As Dorothy in the Wizard of Oz, Paige Hallett is learning to tolerate the Flying Monkeys (Photograph supplied)

Paige Hallett couldn’t resist trying out. She’d loved The Wizard of Oz since the age of 9, when she first saw it performed live.

“I was mesmerised,” said the 27-year-old who stars as Dorothy in the Gilbert & Sullivan production, which opens tonight.

“It was the first play I ever saw that was aimed at my age level. It really triggered my desire to be in theatre.”

Even though she’d studied at Liverpool Institute for Performing Arts, Ms Hallett wasn’t certain she’d get the part she wanted as 100 people turned up to audition at City Hall, hoping for a role.

She tried to sing Somewhere Over the Rainbow like Judy Garland, who played Dorothy in the 1939 Academy Award-winning film.

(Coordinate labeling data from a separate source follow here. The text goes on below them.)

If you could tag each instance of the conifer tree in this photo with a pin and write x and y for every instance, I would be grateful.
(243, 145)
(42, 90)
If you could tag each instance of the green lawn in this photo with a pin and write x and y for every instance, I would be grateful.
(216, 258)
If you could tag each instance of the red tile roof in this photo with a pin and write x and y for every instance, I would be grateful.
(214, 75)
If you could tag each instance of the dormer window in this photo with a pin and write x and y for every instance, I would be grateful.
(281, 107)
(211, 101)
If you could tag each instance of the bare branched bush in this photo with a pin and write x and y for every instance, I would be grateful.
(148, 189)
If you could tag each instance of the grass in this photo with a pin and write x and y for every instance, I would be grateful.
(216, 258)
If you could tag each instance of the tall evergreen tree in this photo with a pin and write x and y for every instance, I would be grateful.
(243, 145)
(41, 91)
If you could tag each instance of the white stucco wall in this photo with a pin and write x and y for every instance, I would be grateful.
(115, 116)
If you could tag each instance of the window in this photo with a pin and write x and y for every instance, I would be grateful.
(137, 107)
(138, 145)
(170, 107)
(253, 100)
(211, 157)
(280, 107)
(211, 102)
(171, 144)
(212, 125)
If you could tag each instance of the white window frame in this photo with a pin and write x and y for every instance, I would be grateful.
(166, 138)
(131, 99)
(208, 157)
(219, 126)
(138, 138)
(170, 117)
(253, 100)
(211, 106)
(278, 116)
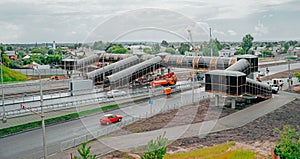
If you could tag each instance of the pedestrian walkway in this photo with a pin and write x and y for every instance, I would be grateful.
(235, 120)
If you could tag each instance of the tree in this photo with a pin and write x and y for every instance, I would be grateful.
(266, 53)
(2, 49)
(99, 45)
(156, 149)
(288, 146)
(118, 49)
(164, 43)
(85, 152)
(155, 48)
(50, 52)
(9, 48)
(147, 50)
(247, 43)
(218, 44)
(170, 50)
(183, 48)
(286, 46)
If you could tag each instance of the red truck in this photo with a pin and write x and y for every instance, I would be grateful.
(110, 118)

“She was only 17 when she made the movie, but she had quite a mature voice,” said Ms Hallett. “But they didn’t want me to sing like that. They wanted me to sound younger.

“During the callbacks I really thought my chances were slim. I was up against some stiff competition. A lot of the girls trying out were teenagers. Dorothy is a 14-year-old girl, and I’m 27.”

The classic film is based on L. Frank Baum’s popular children’s novel, The Wonderful Wizard of Oz and follows Dorothy and her dog Toto after a tornado whisks through Kansas and transports them to the magical land of Oz.

There, they meet a cast of characters including a Cowardly Lion searching for courage, a Tin Man in need of a heart and a Scarecrow looking for a brain, as they travel the Yellow Brick Road to Emerald City in search of the Wizard, and the Wicked Witch of the West.

The first time Ms Hallett saw it, she was terrified. “I was 6,” she said.

“My mother picked it up from the video store thinking it would be good to watch. I wasn’t scared by the witch, you always knew she wouldn’t win in the end, but I didn’t like the flying monkeys or the Winkies, the guards.”

She was 14 before she could watch the entire movie without covering her face. “But movie fans will probably be most happy with the play,” she said. “They will recognise all the sounds and the imagery.”

The challenge she faces as Dorothy is remembering that she’s playing a teenager rather than a contemporary.

“I have to keep the physicality and mindset of a 14-year-old,” she said. “It takes some concentrations. The director, Nina French, will sometimes say, ‘She’s 14. Stop being so cynical!’”

All the iconic songs will be in the play but there are also moments when Gilbert & Sullivan does its own thing.

“It is nice to do something so classic,” she said. “The imagery in it is so recognisable.”

Che Barker plays the Tin Man, Maxwell King the Lion and Angelis Hunt the Scarecrow. Zoe O’Connor will play Dorothy during the Sunday matinee.